[Bugs] [Bug 1634664] Inconsistent quorum checks during open and fd based operations

bugzilla at redhat.com bugzilla at redhat.com
Mon Oct 1 11:27:43 UTC 2018


https://bugzilla.redhat.com/show_bug.cgi?id=1634664



--- Comment #1 from Raghavendra G <rgowdapp at redhat.com> ---
I seem to be running into fstat failures on a 1x3 replicated volume while
running pgbench on it. I see corruption warnings even when all perf xlators are
turned off. 

pgbench has the pattern of,

1. Application 1, creating a tmp file, writing to it and renaming it to "file"
2. Application 2, Keeps opening "file" and does reads and fstats and closes the
fd

I see fstat on an fd failing with ENOTCONN from strace of application 2. On
delving deeper,

[2018-07-12 12:55:11.241793] T [fuse-bridge.c:2015:fuse_rename_resume]
0-glusterfs-fuse: 14245087: RENAME
`<gfid:ff5d66b2-7fde-45bd-b873-d688ae604990>/pg_stat_tmp/pgstat.tmp ()' ->
`<gfid:ff5d66b2-7fde-45bd-b873
-d688ae604990>/pg_stat_tmp/pgstat.stat ()'
[2018-07-12 12:55:11.244548] T [fuse-bridge.c:2347:fuse_open_resume]
0-glusterfs-fuse: 14245088: OPEN
<gfid:ff5d66b2-7fde-45bd-b873-d688ae604990>/pg_stat_tmp/pgstat.stat
[2018-07-12 12:55:11.246429] T [MSGID: 0]
[afr-lk-common.c:248:afr_unlock_common_cbk] 8-db-replicate-0: All internal
locks unlocked
[2018-07-12 12:55:11.247258] D [MSGID: 114031]
[client-rpc-fops_v2.c:265:client4_0_open_cbk] 8-db-client-0: remote operation
failed.
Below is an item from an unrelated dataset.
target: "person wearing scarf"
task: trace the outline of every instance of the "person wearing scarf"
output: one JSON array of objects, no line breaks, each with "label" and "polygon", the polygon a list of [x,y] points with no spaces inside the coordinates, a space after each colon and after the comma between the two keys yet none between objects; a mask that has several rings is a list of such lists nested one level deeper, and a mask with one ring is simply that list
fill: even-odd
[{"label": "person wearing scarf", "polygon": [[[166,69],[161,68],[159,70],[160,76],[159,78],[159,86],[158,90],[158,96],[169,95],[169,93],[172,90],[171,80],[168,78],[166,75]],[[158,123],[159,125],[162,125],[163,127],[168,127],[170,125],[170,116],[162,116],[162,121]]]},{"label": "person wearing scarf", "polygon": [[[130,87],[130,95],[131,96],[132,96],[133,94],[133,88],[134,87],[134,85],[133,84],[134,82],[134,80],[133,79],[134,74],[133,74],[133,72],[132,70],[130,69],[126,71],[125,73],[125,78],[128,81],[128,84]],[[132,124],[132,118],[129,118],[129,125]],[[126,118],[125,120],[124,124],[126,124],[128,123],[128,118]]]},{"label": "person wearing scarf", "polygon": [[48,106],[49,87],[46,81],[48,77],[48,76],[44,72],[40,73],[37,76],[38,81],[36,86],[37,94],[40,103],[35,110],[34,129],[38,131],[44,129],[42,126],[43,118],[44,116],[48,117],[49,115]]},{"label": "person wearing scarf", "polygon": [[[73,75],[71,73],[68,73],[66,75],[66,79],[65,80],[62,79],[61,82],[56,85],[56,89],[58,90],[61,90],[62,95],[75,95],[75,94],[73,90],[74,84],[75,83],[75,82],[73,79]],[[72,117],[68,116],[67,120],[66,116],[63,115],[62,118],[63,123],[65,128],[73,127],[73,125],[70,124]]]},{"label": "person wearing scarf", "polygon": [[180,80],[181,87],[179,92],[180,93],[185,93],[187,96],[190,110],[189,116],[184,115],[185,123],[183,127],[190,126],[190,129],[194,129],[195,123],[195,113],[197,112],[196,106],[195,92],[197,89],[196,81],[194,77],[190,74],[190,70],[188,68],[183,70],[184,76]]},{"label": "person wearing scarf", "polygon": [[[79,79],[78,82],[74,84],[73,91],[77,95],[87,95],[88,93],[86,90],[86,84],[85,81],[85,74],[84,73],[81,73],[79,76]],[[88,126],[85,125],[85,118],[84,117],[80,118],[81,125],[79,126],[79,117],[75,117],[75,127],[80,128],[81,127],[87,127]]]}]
Path:
<gfid:ff5d66b2-7fde-45bd-b873-d688ae604990>/pg_stat_tmp/pgstat.stat
(02e0f34b-f9a5-46ff-83fe-abca95955e8b) [No such file or directory]
[2018-07-12 12:55:11.247414] D [MSGID: 114031]
[client-rpc-fops_v2.c:265:client4_0_open_cbk] 8-db-client-1: remote operation
failed. Path:
<gfid:ff5d66b2-7fde-45bd-b873-d688ae604990>/pg_stat_tmp/pgstat.stat
(02e0f34b-f9a5-46ff-83fe-abca95955e8b) [No such file or directory]
[2018-07-12 12:55:11.247597] T [fuse-bridge.c:1111:fuse_fd_cbk]
0-glusterfs-fuse: 14245088: OPEN()
<gfid:ff5d66b2-7fde-45bd-b873-d688ae604990>/pg_stat_tmp/pgstat.stat =>
0x7fb32bd8ed98
[2018-07-12 12:55:11.247759] T [fuse-bridge.c:1945:fuse_rename_cbk]
0-glusterfs-fuse: 14245087:
<gfid:ff5d66b2-7fde-45bd-b873-d688ae604990>/pg_stat_tmp/pgstat.tmp ->
<gfid:ff5d66b2-7fde-45bd-b873-d688ae604990>/pg_stat_tmp/pgstat.stat => 0
(buf->ia_ino=10066098376112020953)

Note that open failed on two subvolumes of afr, but open fop itself is
successful as can be seen from fuse_fd_cbk output.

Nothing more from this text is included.